|Factors associated with maternal utilization of health facilities for delivery in Ethiopia|
||Sanni Yaya, Ghose Bishwajit, Michael Ekholuenetale, Vaibhav Shah, Bernard Kadio, and Ogochukwu Udenigwe
||International Health, 10(4): 310-317; DOI: 10.1093/inthealth/ihx073
Health care utilization
As a signatory of the Millennium Development Goals, Ethiopia has made significant achievements towards meeting the maternal mortality related goals since 1990. Despite that, the country is still experiencing unacceptably high maternal mortality rates, and challenges to improving the coverage and utilisation of health facility delivery services which represent a key strategy to combat maternal mortality. Currently, there is limited evidence on the factors associated with health facility delivery in Ethiopia. Therefore, the objective of this study was to identify the correlates of facility delivery among urban and rural women in Ethiopia.

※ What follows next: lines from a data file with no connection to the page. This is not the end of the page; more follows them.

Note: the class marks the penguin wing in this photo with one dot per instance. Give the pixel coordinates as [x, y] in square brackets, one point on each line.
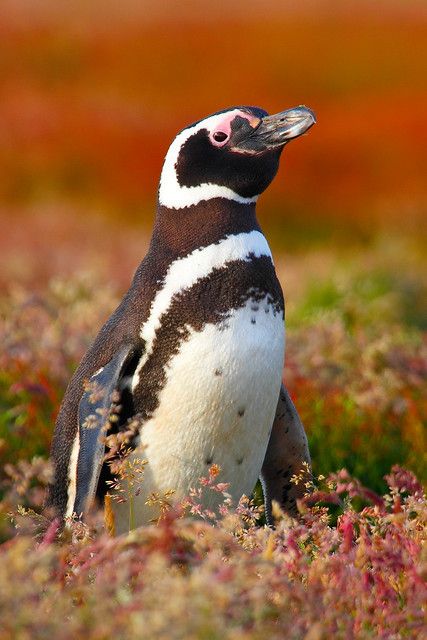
[286, 454]
[93, 418]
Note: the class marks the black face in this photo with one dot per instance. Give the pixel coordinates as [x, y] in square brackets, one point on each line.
[240, 151]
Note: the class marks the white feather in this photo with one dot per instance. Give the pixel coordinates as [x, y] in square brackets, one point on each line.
[175, 196]
[217, 372]
[185, 272]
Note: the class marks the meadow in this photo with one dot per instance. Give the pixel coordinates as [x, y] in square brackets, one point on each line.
[91, 95]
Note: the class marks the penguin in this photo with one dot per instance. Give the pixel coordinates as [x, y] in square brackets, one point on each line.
[195, 349]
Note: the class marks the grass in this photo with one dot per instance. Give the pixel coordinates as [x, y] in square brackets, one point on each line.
[350, 567]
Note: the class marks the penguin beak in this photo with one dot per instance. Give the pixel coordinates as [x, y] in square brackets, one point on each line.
[274, 132]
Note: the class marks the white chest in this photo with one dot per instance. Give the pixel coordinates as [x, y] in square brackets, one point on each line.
[216, 406]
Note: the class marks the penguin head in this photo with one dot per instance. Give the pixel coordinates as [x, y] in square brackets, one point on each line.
[232, 154]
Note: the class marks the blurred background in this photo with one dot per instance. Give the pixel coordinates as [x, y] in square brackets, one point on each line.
[92, 94]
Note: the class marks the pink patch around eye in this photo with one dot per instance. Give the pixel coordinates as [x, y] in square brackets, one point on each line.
[220, 135]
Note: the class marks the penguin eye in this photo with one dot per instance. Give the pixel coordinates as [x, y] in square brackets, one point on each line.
[220, 137]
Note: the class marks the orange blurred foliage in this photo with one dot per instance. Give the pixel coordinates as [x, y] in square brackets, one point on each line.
[92, 93]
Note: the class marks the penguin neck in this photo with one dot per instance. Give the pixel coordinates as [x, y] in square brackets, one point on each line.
[181, 231]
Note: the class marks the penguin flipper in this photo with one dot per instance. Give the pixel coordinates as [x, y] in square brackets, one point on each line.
[93, 419]
[286, 452]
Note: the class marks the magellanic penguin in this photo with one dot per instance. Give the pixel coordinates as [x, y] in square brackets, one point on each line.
[196, 347]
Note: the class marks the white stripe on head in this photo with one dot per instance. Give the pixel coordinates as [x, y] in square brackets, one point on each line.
[175, 196]
[185, 272]
[72, 476]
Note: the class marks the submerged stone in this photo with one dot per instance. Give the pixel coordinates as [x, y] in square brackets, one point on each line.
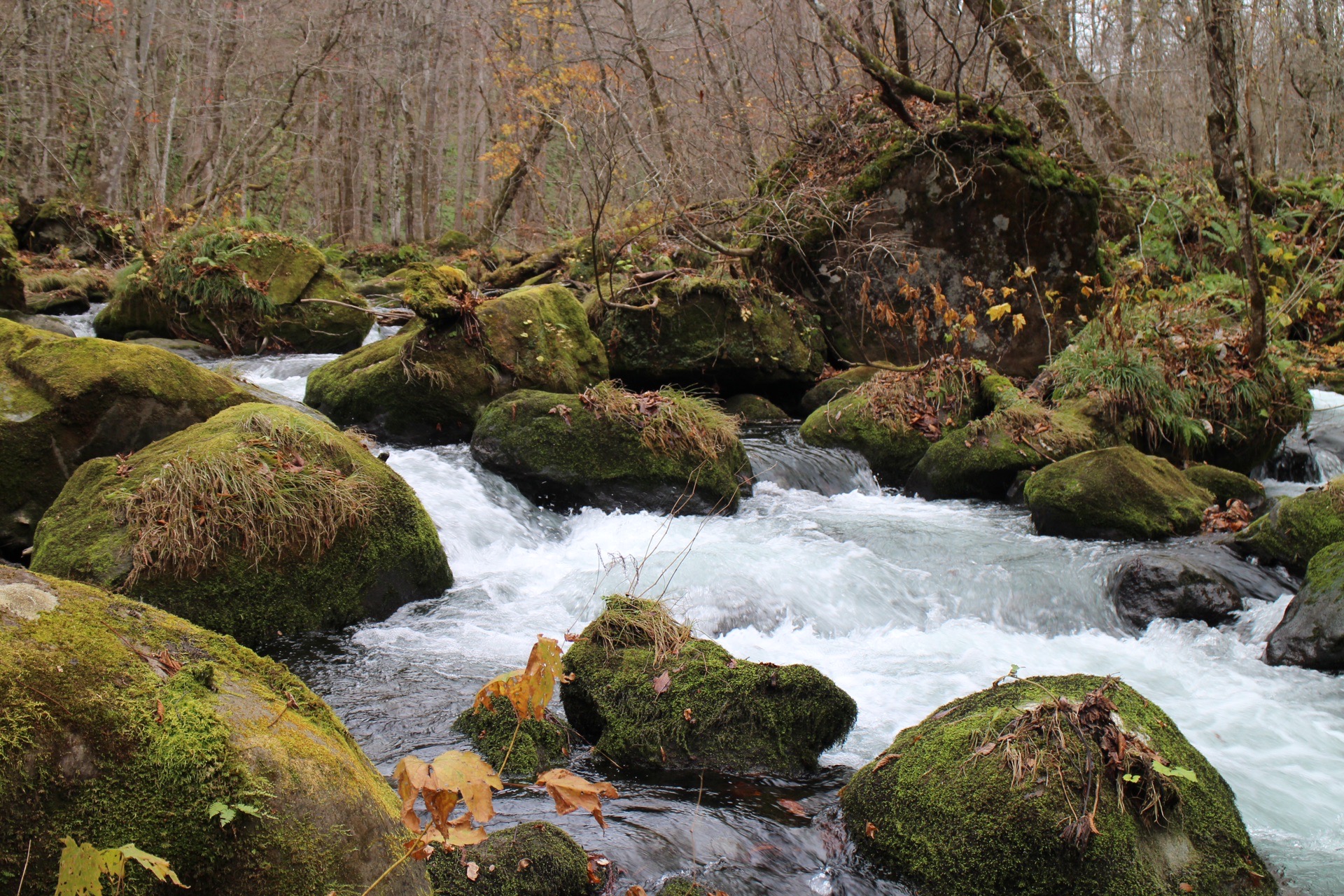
[127, 724]
[254, 523]
[990, 796]
[647, 695]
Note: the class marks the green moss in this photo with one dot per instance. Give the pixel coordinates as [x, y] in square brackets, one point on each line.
[955, 824]
[578, 458]
[65, 400]
[1114, 493]
[100, 745]
[717, 713]
[534, 859]
[429, 384]
[1297, 527]
[366, 571]
[707, 330]
[531, 746]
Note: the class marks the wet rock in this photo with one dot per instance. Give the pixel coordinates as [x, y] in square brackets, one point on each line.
[941, 809]
[1312, 630]
[160, 719]
[616, 450]
[1114, 493]
[647, 695]
[430, 382]
[65, 400]
[308, 531]
[706, 331]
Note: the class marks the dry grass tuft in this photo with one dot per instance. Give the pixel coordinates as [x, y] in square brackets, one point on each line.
[280, 495]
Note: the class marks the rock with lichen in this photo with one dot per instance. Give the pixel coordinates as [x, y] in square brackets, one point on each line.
[1051, 785]
[124, 724]
[648, 695]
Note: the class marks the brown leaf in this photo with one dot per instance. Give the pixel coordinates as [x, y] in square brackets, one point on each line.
[570, 793]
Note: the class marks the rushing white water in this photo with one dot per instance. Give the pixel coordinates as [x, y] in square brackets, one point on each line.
[905, 603]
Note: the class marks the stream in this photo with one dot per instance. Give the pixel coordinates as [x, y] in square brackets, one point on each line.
[905, 603]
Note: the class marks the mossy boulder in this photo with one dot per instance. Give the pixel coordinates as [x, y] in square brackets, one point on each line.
[941, 806]
[429, 383]
[616, 450]
[1114, 493]
[127, 724]
[875, 418]
[1312, 630]
[729, 333]
[647, 695]
[241, 290]
[531, 746]
[258, 522]
[1296, 528]
[1227, 485]
[65, 400]
[534, 859]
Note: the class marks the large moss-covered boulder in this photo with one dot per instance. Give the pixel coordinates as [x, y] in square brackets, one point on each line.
[648, 695]
[65, 400]
[706, 331]
[534, 859]
[613, 449]
[241, 290]
[1051, 786]
[127, 724]
[895, 415]
[1312, 630]
[902, 235]
[1296, 528]
[430, 382]
[1114, 493]
[258, 522]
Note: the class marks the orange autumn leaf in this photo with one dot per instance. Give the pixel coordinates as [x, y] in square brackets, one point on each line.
[570, 793]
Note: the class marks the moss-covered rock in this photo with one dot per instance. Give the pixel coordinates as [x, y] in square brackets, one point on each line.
[241, 290]
[1312, 630]
[942, 808]
[1114, 493]
[305, 531]
[706, 331]
[127, 724]
[875, 418]
[531, 746]
[429, 383]
[1227, 485]
[616, 450]
[534, 859]
[1296, 528]
[65, 400]
[647, 695]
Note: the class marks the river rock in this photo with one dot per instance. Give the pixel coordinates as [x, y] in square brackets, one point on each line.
[127, 724]
[430, 382]
[647, 695]
[1312, 630]
[1114, 493]
[308, 530]
[239, 290]
[534, 859]
[616, 450]
[729, 333]
[941, 809]
[65, 400]
[875, 418]
[1296, 528]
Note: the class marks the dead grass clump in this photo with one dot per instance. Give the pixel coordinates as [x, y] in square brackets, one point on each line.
[280, 495]
[668, 421]
[638, 622]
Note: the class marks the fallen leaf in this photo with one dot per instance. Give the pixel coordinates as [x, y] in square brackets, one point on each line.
[570, 793]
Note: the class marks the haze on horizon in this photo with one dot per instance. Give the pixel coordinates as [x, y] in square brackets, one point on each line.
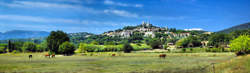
[97, 16]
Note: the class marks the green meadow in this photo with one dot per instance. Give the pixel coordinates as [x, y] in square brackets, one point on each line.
[124, 63]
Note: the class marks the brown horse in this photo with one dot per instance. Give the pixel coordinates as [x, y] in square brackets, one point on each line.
[162, 55]
[53, 55]
[113, 54]
[47, 55]
[30, 56]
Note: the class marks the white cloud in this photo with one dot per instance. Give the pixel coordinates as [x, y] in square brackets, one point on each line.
[34, 4]
[194, 29]
[51, 20]
[110, 2]
[121, 13]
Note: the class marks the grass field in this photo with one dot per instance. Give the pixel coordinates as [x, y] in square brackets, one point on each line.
[124, 63]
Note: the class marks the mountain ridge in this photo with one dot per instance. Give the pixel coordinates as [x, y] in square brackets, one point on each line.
[22, 34]
[237, 27]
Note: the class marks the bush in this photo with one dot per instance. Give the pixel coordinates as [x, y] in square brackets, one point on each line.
[29, 47]
[113, 48]
[2, 49]
[127, 48]
[214, 50]
[140, 46]
[241, 44]
[66, 48]
[155, 43]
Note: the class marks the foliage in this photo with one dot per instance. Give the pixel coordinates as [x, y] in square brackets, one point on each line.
[140, 47]
[219, 39]
[155, 43]
[127, 48]
[242, 43]
[237, 33]
[113, 48]
[55, 39]
[66, 48]
[29, 47]
[190, 41]
[214, 49]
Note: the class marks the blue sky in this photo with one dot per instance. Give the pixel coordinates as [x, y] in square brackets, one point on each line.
[98, 16]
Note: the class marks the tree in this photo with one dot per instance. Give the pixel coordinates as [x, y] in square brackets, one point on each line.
[155, 43]
[127, 48]
[82, 48]
[241, 44]
[219, 39]
[55, 39]
[29, 47]
[190, 41]
[66, 48]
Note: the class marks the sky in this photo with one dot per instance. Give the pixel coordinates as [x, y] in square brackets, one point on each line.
[98, 16]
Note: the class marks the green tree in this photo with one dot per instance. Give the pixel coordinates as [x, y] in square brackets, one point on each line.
[155, 43]
[82, 48]
[55, 39]
[66, 48]
[127, 48]
[29, 47]
[241, 44]
[219, 39]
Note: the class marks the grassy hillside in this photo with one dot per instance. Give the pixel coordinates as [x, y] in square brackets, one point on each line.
[238, 27]
[238, 65]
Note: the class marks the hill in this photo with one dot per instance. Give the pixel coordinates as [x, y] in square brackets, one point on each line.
[237, 27]
[22, 34]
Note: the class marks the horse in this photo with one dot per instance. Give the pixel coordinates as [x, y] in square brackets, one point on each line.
[162, 55]
[47, 55]
[53, 56]
[30, 56]
[113, 54]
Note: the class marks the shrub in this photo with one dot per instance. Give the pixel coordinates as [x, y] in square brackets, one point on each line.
[29, 47]
[214, 50]
[127, 48]
[2, 49]
[241, 44]
[113, 48]
[66, 48]
[140, 46]
[155, 43]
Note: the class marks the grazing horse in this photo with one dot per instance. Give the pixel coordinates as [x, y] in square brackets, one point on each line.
[162, 55]
[113, 54]
[47, 55]
[30, 56]
[53, 56]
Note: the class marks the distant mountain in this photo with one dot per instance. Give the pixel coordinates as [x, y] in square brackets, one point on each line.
[237, 27]
[22, 34]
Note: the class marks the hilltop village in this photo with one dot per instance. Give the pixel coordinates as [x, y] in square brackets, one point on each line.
[148, 30]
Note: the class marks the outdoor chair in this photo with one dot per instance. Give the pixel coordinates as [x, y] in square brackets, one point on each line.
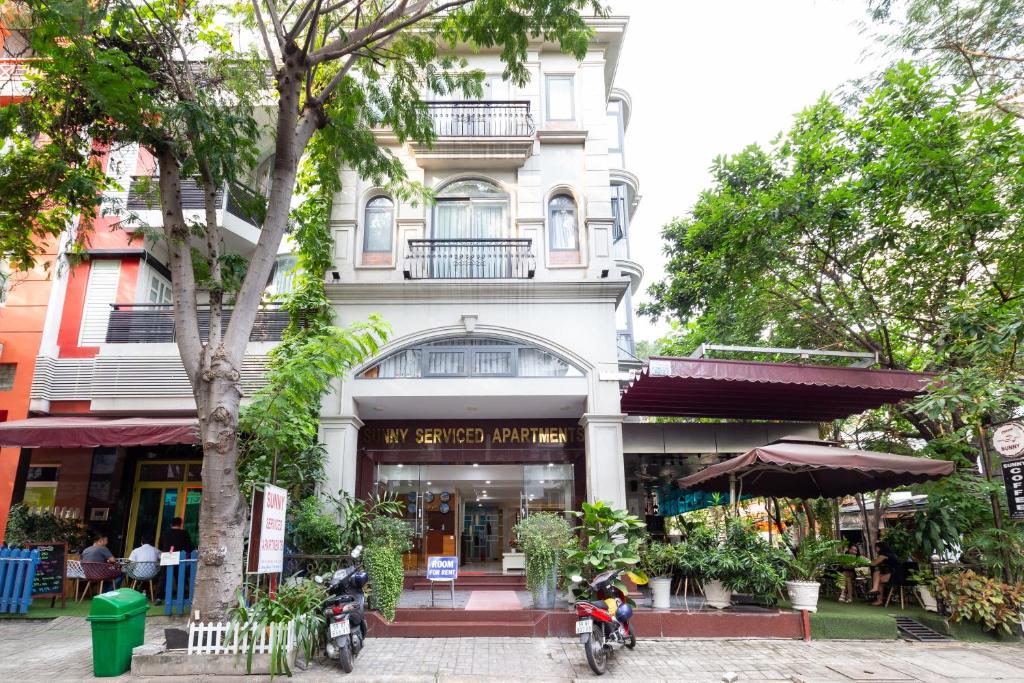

This was a cross-sectional study based on data from the 2011 Ethiopian Demographic and Health Survey. Participants were 7540 women aged between 15 and 49 years with a history of at least one birth. The outcome variable was place of delivery. Data were analyzed using bivariate and multivariable regression techniques.
The overall prevalence of health facility delivery was 17.1% (1447/7540). In the multivariable regression analysis, education, wealth status, frequency of antenatal care visits and mother's age at first birth were found to be significantly associated with women's choice of place of delivery. Among urban women, those who had primary and secondary/higher level education had increased odds of delivering at a health facility compared with those without formal education. Those who were from the richest households had higher odds of delivering at a health facility compared with those in the lowest class. In urban and rural areas, compared with those who had no ANC visits, those who had at least four visits also had increased odds of delivering at a health facility. In the urban areas, those who were over 18 years old at their first childbirth had significantly higher odds of choosing to deliver at a health facility.
Findings show that the prevalence of healthy facility delivery in Ethiopia is remarkably low. Addressing the sociodemographic and wealth inequities can help promote the utilisation of facility delivery in both urban and rural areas. Policy-makers should consider improving access to education as a strategy to meet maternal health related goals and treat education as a multipronged strategy. Providing free healthcare access could be one strategy to achieve the universal coverage of essential maternal healthcare services.